On the fundamentals front, 2026 valuations stand at EV/Ebitda multiples of 5.8x and P/E of 13.6x, with a sector composition that sees a significant presence of industrials (41%), consumer goods (17%) and tech (11%): a more diversified mix with greater technology exposure than the main market. The shadow of still insufficient liquidity remains - average daily trades stood at €7m, down 12.5% from the 2025 average - and in the last thirty months IPOs have continued to outperform delistings, albeit with a narrowing gap.

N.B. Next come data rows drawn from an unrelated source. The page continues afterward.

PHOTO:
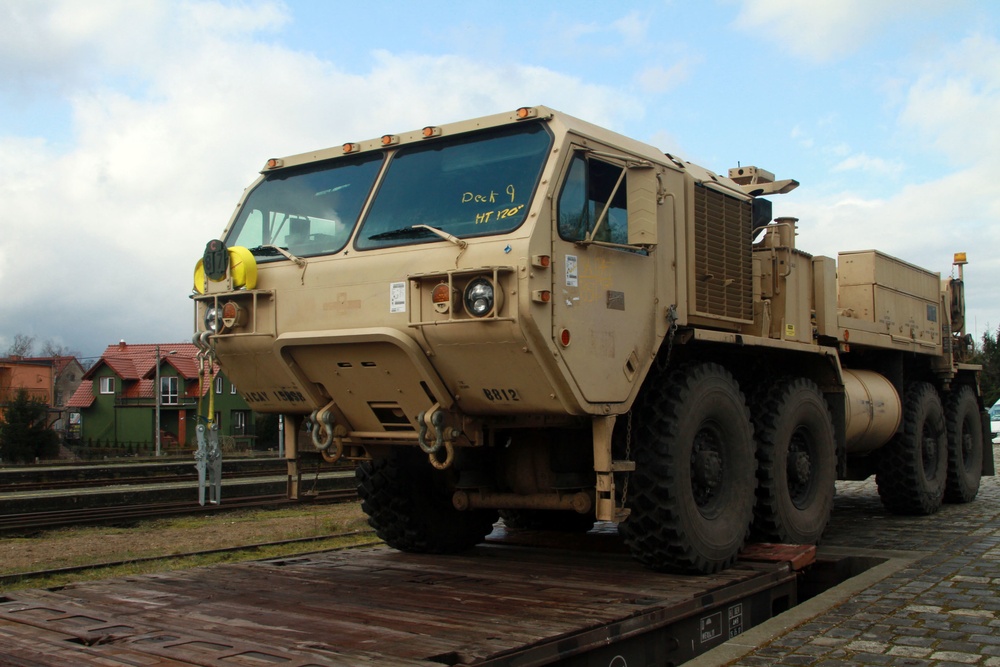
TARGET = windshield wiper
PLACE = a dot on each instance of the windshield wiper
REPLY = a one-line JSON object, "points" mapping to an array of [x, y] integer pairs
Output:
{"points": [[271, 250], [401, 233], [417, 231], [266, 250]]}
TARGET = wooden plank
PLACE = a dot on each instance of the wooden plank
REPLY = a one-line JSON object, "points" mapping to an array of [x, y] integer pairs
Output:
{"points": [[366, 607]]}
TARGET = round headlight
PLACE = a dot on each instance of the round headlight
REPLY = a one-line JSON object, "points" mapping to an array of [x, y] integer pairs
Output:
{"points": [[213, 319], [479, 297]]}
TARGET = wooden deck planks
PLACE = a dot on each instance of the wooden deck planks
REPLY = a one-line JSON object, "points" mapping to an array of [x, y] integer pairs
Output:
{"points": [[371, 606]]}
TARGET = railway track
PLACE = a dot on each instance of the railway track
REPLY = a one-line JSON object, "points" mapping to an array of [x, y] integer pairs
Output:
{"points": [[140, 477], [19, 577], [30, 521]]}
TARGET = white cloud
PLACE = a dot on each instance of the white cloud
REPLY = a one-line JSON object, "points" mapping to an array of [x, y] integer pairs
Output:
{"points": [[154, 169], [658, 79], [955, 103], [870, 165]]}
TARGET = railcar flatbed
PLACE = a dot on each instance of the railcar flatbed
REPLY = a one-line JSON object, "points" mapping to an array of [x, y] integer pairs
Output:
{"points": [[508, 602]]}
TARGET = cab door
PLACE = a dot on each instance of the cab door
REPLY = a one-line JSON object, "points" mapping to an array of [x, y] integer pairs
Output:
{"points": [[603, 285]]}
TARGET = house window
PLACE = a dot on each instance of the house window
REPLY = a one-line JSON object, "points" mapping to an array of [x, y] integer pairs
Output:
{"points": [[239, 422], [168, 391]]}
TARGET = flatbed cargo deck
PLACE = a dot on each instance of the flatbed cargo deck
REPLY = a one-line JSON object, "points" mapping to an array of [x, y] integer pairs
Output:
{"points": [[508, 602]]}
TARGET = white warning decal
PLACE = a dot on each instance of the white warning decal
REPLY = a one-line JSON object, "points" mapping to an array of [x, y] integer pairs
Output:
{"points": [[572, 279], [397, 297]]}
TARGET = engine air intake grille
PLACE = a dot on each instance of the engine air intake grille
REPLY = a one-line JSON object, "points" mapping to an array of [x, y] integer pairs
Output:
{"points": [[723, 280]]}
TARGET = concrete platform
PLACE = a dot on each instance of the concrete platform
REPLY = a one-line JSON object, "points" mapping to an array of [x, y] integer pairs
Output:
{"points": [[934, 601]]}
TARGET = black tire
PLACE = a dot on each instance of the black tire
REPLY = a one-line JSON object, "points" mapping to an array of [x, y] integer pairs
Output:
{"points": [[796, 463], [408, 503], [554, 520], [965, 446], [691, 496], [913, 466]]}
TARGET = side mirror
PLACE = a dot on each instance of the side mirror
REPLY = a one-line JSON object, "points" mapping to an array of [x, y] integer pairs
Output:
{"points": [[642, 192]]}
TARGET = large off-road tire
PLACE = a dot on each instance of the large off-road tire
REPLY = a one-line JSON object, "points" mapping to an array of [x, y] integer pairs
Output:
{"points": [[554, 520], [796, 463], [691, 496], [965, 446], [408, 503], [913, 466]]}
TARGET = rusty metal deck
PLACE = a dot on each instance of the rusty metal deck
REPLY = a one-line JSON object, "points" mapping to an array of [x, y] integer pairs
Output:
{"points": [[504, 603]]}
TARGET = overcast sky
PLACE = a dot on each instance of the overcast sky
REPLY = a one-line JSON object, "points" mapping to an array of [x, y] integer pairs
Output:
{"points": [[129, 129]]}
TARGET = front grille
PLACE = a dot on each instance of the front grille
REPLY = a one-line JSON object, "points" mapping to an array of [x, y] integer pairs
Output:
{"points": [[722, 256]]}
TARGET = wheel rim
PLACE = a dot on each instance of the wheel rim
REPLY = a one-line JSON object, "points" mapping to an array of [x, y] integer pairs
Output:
{"points": [[799, 469], [707, 471], [929, 451]]}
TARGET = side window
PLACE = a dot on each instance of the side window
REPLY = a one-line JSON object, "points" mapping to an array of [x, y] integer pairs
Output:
{"points": [[594, 194]]}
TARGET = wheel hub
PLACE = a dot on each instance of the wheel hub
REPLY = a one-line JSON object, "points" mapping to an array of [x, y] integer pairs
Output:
{"points": [[706, 470]]}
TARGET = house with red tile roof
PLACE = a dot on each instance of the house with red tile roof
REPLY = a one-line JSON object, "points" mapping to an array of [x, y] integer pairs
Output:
{"points": [[119, 402], [49, 379]]}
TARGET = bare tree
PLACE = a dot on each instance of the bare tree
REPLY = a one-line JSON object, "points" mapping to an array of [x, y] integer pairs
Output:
{"points": [[22, 346], [51, 349]]}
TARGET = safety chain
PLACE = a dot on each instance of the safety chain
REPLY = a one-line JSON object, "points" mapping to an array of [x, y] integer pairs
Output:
{"points": [[628, 457]]}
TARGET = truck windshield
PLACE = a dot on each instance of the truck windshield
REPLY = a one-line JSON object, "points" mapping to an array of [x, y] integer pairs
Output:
{"points": [[310, 211], [473, 185]]}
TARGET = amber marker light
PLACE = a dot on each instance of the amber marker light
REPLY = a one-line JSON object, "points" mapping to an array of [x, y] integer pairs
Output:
{"points": [[232, 315], [441, 297], [541, 261]]}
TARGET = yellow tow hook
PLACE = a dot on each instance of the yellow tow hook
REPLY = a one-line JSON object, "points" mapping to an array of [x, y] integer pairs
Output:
{"points": [[434, 419]]}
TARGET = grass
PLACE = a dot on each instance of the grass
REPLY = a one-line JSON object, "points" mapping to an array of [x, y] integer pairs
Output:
{"points": [[166, 538]]}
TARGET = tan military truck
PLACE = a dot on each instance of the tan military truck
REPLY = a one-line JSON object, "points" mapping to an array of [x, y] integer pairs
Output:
{"points": [[529, 316]]}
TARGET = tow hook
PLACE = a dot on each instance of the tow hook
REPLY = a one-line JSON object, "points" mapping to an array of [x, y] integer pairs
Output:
{"points": [[434, 419], [326, 434]]}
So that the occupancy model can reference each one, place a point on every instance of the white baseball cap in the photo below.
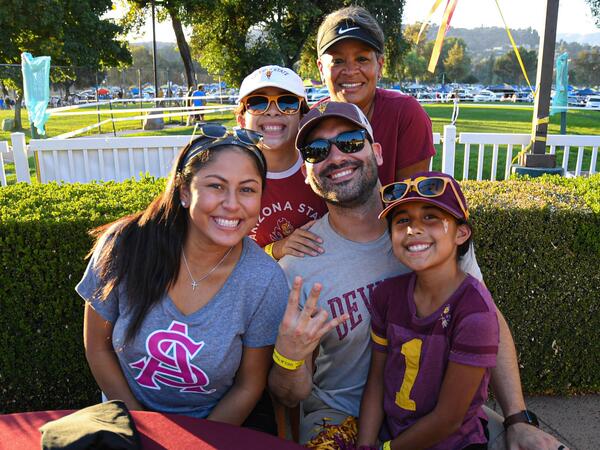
(273, 76)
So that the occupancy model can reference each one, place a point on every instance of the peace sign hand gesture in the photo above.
(301, 330)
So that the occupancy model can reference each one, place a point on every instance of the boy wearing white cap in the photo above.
(272, 101)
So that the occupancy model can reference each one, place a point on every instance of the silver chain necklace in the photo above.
(195, 283)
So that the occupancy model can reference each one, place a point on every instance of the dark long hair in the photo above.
(143, 250)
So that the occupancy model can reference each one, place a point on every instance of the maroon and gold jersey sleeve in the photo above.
(379, 305)
(475, 336)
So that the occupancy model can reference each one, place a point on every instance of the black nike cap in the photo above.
(348, 29)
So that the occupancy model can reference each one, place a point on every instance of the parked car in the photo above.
(573, 100)
(485, 96)
(593, 101)
(310, 91)
(463, 95)
(523, 96)
(319, 95)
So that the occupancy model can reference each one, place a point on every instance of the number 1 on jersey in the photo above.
(412, 353)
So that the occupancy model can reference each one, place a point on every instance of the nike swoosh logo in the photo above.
(340, 31)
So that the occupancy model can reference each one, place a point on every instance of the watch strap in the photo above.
(524, 416)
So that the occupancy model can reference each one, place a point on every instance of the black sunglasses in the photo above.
(348, 142)
(214, 135)
(259, 104)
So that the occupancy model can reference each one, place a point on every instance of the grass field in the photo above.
(482, 118)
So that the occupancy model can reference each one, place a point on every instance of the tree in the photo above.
(508, 70)
(178, 12)
(71, 32)
(586, 67)
(457, 63)
(595, 7)
(235, 37)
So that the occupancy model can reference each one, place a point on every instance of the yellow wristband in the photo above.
(269, 250)
(282, 361)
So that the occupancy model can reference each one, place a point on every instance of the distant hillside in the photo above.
(590, 39)
(481, 42)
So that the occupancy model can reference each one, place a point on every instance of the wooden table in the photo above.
(157, 431)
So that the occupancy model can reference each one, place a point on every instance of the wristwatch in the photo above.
(525, 416)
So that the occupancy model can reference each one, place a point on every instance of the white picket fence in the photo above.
(119, 158)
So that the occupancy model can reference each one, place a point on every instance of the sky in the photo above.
(574, 16)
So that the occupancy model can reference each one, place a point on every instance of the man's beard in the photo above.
(354, 192)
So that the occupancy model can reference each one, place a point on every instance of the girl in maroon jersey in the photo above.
(272, 101)
(434, 331)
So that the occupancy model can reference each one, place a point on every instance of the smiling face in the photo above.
(279, 130)
(344, 179)
(350, 69)
(223, 198)
(425, 236)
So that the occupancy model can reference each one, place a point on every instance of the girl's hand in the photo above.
(301, 330)
(301, 242)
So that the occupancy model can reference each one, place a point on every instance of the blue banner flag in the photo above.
(36, 88)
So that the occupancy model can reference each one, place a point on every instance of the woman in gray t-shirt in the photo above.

"The EGM maintains an average pace of 20-25 listings per year and continues to play a fundamental role in the dissemination of a capital culture among Italian SMEs," explains Guglielmo Manetti, Managing Director of Intermonte and Assonext Director. The fundamentals are solid and the valuations attractive, but the criticality remains on trading volumes and the still limited presence of institutional investors: issues on which decisive action must be taken to unleash the sector's true potential'

The virtuous stories, after all, show that when Egm is used as a platform for growth and not just as a showcase, the results come: in terms of dimensional growth, M&A and internationalisation, up to eventual translisting on the main market. Italian Wine Brands, listed in 2015, has taken its stock from EUR 10 to around EUR 20 (+130%) thanks to six acquisitions; Pharmanutra, which landed on Egm in 2017 and moved to Euronext STAR in 2020, has grown from 90 to over 750 million capitalisation; Next Geosolutions, listed in 2024, has already posted +63% in one year with turnover tripling in three years. Stories that, according to Assonext, are not isolated exceptions, but evidence of a replicable model. A reading corroborated by the numbers: the alumni who have moved from the Egm to the main market are now worth, in terms of aggregate market cap, over 1.5 times that of the entire Egm. A figure that tells us how the growth list, if well manned by dedicated instruments and patient investors, is capable of forming industrial champions, not just acting as a stage.

Simone Strocchi, Director AssoNEXT and Founder of Electa Ventures:

'Italia,' explains Simone Strocchi, Assonext director and Founder of Electa Ventures, 'continues to produce quality companies, but all too often we sell them to foreign consolidators, with dispersion of value and loss of industrial sovereignty. There is an alternative: open up capital, activate national savings, use the stock market as industrial leverage. When capital meets enterprise in an intelligent way - dedicated instruments, patient investors, financial architectures consistent with industrial paths - value remains in the country. The challenge now is to transform the strength of individuals into a system action'.